Product Selector

Fusion 5.9
    Fusion 5.9

    Document Clustering Jobs

    Cluster a set of documents and attach cluster labels.

    Use this job when you want to cluster a set of documents and attach cluster labels based on topics.

    id - stringrequired

    The ID for this Spark job. Used in the API to reference this job. Allowed characters: a-z, A-Z, dash (-) and underscore (_)

    <= 128 characters

    Match pattern: ^[A-Za-z0-9_\-]+$

    trainingCollection - stringrequired

    Solr Collection containing documents to be clustered

    >= 1 characters

    fieldToVectorize - stringrequired

    Solr field containing text training data. Data from multiple fields with different weights can be combined by specifying them as field1:weight1,field2:weight2 etc.

    >= 1 characters

    dataFormat - string

    Spark-compatible format which training data comes in (like 'solr', 'hdfs', 'file', 'parquet' etc)

    Default: solr

    Allowed values: solrhdfsfileparquet

    trainingDataFrameConfigOptions - object

    Additional spark dataframe loading configuration options

    trainingDataFilterQuery - string

    Solr query to use when loading training data

    >= 3 characters

    Default: *:*

    trainingDataSamplingFraction - number

    Fraction of the training data to use

    <= 1

    exclusiveMaximum: false

    Default: 1

    randomSeed - integer

    For any deterministic pseudorandom number generation

    Default: 1234

    outputCollection - stringrequired

    Solr Collection to store model-labeled data to

    >= 1 characters

    sourceFields - string

    Solr fields to load (comma-delimited). Leave empty to allow the job to select the required fields to load at runtime.

    uidField - stringrequired

    Field containing the unique ID for each document.

    >= 1 characters

    Default: id

    clusterIdField - string

    Output field name for unique cluster id.

    Default: cluster_id

    clusterLabelField - string

    Output field name for top frequent terms that are (mostly) unique for each cluster.

    Default: cluster_label

    freqTermField - string

    Output field name for top frequent terms in each cluster.
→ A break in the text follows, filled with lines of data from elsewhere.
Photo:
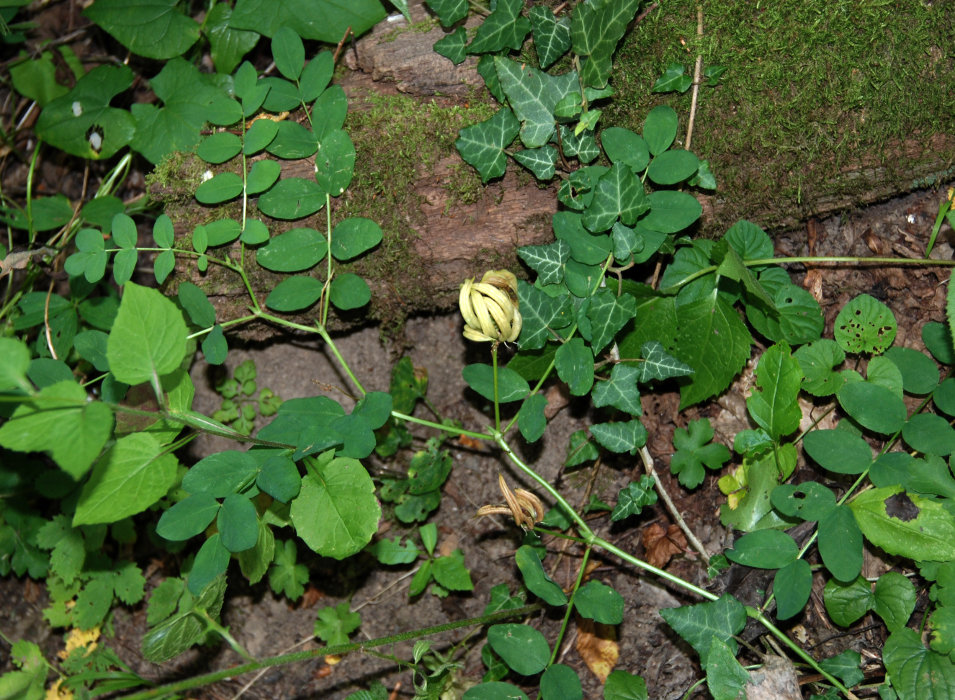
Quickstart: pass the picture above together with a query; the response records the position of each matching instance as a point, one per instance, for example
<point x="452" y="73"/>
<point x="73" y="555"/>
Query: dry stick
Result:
<point x="671" y="506"/>
<point x="697" y="74"/>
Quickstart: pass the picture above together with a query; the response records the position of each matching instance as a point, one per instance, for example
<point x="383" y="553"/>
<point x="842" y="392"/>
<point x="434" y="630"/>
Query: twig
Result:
<point x="697" y="74"/>
<point x="690" y="537"/>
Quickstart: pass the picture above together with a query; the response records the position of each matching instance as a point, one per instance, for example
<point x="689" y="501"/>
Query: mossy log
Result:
<point x="441" y="225"/>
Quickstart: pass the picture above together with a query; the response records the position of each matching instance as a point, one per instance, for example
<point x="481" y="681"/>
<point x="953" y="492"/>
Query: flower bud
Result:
<point x="489" y="307"/>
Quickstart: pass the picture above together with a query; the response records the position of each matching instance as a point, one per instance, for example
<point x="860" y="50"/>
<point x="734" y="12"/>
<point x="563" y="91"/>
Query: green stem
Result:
<point x="284" y="659"/>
These may overlap with other clusters.

    Default: freq_terms

    distToCenterField - string

    Output field name for doc distance to its corresponding cluster center (measure how representative the doc is).

    Default: dist_to_center

    minDF - number

    Min number of documents the term has to show up. value<1.0 denotes a percentage, value=1.0 denotes 100%, value>1.0 denotes the exact number.

    Default: 5

    maxDF - number

    Max number of documents the term can show up. value<1.0 denotes a percentage, value=1.0 denotes 100%, value>1.0 denotes the exact number.

    Default: 0.5

    kExact - integer

    Exact number of clusters.

    Default: 0

    kMax - integer

    Max possible number of clusters.

    Default: 20

    kMin - integer

    Min possible number of clusters.

    Default: 2

    docLenTrim - boolean

    Whether to separate out docs with extreme lengths.

    Default: true

    outlierTrim - boolean

    Whether to perform outlier detection.

    Default: true

    shortLen - number

    Length threshold to define short document. value<1.0 denotes a percentage, value=1.0 denotes 100%, value>1.0 denotes the exact number.

    Default: 5

    longLen - number

    Length threshold to define long document. value<1.0 denotes a percentage, value=1.0 denotes 100%, value>1.0 denotes the exact number.

    Default: 0.99

    numKeywordsPerLabel - integer

    Number of Keywords needed for labeling each cluster.

    Default: 5

    modelId - string

    Identifier for the model to be trained; uses the supplied Spark Job ID if not provided.

    >= 1 characters

    w2vDimension - integer

    Word-vector dimensionality to represent text (choose > 0 to use, suggested dimension ranges: 100~150)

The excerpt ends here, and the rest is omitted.